AfDB President calls for development revitalization
African Development Bank President Dr Akinwumi A. Adesina has called on the developed countries of the world to honour their financial commitments to developing countries as developing nations struggle to battle against climate change and the impact of the Covid-19 pandemic. He said Covid had drawn millions, particularly in Africa, into poverty.
Dr Adesina was speaking on Thursday at a panel at the fourth edition of the Paris Peace Forum, an event organized and championed by French President Emmanuel Macron to bring together global governance actors in an international and open space to interact, discuss and generate concrete solutions to challenges. The theme of this year’s forum is “Bridging the solidarity gap.”
Highlighting Africa’s financial needs amidst global inequity, Adesina said: “We are only looking for 485 billion dollars in the next three years to emerge from the current crisis. Meanwhile, the developed world has trillions of dollars.
While the developed world is getting second and third Covid-19 booster shots, Africa is struggling to get one basic shot in people’s arms.” He underscored the importance of the International Monetary Fund’s $650 billion of special drawing rights (SDRs), which he said offered developing countries and African nations in particular, additional resources as they cope with challenges of building back their economies from the Covid-19 pandemic.
The French President’s Special Envoy for Covid-related Initiatives in Africa, Ambassador Alain Le Roy, said France had set the example by providing 20% of its SDRs to countries most in need, and he encouraged other developed countries to follow the French lead. “The SDRs should also be allocated to multilateral development banks such as the African Development Bank to support Africa’s economic recovery,” he stressed.
Thanking IMF Managing Director Kristalina Georgieva for leading market stability in the middle of a global crisis, Adesina said: “SDRs are a good instrument to support countries with reserves in central banks but these funds can be better leveraged through multilateral development banks like the African Development Bank, which is a prescribed holder of SDRs. We are leverage machines and can leverage these resources for far more.” He added: “They can contribute effectively to the continent’s development needs as we ensure that education, energy, water, agriculture and health all grow exponentially, and as we recover 30 million lost jobs.”

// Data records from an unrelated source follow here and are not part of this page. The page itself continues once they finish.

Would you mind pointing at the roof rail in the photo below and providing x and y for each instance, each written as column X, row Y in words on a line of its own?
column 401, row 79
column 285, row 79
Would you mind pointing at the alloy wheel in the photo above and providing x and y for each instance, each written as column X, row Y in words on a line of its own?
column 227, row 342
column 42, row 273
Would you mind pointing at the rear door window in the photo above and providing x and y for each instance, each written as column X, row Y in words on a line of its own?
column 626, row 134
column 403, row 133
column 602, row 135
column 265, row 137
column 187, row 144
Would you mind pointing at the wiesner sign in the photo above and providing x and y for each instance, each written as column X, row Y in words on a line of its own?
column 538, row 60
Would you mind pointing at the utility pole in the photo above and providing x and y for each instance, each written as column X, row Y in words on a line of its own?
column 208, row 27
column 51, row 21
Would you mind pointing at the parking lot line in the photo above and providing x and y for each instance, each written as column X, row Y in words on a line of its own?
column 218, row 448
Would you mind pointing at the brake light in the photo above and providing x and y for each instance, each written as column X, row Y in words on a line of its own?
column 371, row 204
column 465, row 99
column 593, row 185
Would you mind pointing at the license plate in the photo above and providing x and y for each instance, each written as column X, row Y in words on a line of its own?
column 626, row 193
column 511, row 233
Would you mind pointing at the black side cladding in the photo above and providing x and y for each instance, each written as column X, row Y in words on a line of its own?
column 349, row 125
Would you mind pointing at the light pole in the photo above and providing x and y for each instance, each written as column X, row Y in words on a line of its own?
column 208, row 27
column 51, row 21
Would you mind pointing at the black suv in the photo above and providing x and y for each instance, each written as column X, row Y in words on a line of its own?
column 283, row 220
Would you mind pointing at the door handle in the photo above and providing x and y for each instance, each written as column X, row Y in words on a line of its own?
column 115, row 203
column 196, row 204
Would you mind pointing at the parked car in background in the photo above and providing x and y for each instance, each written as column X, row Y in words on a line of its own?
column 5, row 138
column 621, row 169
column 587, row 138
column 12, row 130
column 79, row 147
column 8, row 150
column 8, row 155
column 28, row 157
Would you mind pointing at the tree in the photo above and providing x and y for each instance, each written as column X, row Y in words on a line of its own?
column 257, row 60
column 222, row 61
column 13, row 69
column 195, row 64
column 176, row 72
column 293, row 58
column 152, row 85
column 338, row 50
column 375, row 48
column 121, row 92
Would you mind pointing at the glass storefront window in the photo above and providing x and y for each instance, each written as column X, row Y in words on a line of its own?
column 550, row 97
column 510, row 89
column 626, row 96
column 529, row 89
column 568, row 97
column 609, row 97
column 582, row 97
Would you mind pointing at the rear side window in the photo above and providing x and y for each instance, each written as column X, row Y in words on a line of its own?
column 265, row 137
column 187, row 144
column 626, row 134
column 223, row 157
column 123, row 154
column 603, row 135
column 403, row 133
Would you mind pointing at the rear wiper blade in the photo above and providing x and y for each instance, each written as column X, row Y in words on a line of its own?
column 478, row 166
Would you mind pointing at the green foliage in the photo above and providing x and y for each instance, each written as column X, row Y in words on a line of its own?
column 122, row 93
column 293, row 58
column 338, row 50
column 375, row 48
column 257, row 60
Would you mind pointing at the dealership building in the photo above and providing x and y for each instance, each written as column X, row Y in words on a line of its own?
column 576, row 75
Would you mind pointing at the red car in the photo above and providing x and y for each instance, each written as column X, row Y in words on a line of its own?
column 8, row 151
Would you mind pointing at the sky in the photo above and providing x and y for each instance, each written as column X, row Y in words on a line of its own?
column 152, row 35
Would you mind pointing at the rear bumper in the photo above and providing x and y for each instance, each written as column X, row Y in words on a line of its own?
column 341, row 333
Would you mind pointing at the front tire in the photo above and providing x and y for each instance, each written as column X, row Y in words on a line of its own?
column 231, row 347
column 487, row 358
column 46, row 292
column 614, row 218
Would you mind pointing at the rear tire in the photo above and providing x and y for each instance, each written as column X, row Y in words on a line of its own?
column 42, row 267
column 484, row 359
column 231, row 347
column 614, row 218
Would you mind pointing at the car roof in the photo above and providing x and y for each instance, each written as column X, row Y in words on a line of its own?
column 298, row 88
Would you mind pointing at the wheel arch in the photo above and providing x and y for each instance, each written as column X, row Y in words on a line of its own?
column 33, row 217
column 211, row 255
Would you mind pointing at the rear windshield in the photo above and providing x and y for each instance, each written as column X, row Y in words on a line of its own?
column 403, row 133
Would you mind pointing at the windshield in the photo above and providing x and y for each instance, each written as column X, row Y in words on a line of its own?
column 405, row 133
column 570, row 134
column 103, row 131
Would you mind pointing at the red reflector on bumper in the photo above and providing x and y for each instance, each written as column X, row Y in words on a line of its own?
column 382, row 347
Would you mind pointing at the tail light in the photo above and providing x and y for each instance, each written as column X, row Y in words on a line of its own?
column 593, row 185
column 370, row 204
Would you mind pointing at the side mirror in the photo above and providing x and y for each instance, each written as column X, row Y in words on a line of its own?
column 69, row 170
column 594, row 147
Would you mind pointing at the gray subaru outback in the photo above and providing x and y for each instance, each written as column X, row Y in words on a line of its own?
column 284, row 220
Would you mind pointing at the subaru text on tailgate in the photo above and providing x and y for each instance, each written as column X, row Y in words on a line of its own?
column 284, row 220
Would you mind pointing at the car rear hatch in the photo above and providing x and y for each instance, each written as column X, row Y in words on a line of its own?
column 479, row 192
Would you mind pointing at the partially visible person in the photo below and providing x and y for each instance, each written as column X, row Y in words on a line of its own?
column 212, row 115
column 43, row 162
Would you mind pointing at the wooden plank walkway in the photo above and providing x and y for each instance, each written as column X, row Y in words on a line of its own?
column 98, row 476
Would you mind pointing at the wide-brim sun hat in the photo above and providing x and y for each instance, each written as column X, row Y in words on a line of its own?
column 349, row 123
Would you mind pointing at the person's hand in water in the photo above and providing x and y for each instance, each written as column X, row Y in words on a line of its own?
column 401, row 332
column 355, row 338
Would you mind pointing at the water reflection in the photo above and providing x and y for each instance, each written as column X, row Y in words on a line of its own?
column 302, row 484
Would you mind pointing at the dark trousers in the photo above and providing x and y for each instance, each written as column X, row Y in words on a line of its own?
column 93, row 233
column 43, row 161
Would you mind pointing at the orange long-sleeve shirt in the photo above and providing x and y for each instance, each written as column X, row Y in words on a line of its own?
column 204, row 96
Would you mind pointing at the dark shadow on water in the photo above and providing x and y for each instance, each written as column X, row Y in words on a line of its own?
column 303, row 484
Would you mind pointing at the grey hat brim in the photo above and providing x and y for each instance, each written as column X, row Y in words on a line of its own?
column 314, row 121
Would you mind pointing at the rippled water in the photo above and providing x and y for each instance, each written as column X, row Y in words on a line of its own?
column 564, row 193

The African Development Bank chief said it was a time to optimize the global financial architecture and for partners to work assertively towards a development revitalization in Africa. He told his International Monetary Fund counterpart, Kristalina Georgieva, that it would be desirable for the Fund to work side by side with multilateral development banks and support such development revitalization. He explained that this would deliver much needed resources to public development banks to help grow the various sectors back. Adesina said: “This will make sure the SDRs hit the ground most effectively. Then we can call the SDRs ‘Supporting Development Revitalization’ as they will then go beyond stabilizing central banks to reviving, revitalizing and stabilizing lives of real people.”
Speaking on the same panel, Senegalese President Macky Sall said SDRs were just one tool. He said many African economies were already fragile when Covid broke in 2020. He said: “We need further capacity to help purchase vaccines, and this is where the SDRs are useful. But we also need a new deal to enable people to have a new start.”
“ This was largely consistent with the African Development Bank chief’s call for development revitalization. President Sall added: “In Africa, we have 31 million square kilometres where we must build our infrastructure. The 100 billion dollars a year that developed countries promised developing nations in climate finance, for example, is another source of finance for our development priorities.”
Addressing the critical issue of energy transition, Adesina said gas remained important for African economies as part of its energy transition. “As much as we talk about just energy transition, we must also talk about building just energy systems.”
“He emphasized that Africa was a continent where close to 600 million people lived with limited or sometimes no access to electricity, and thus had to make use of existing sources of energy like natural gas, which was in abundance on the continent. President Sall strongly supported this in his intervention, noting “to remove gas from Africa’s energy systems is to kill African economies.”
Adesina said that while gas must remain an important part of energy transmission in Africa, as much as 83% of the African Development Bank’s financing on energy generation was in renewables. “We must make sure that Africa is not disadvantaged in energy transitioning because Africa needs access, affordability, stability and security of energy,” the African Development Bank head said.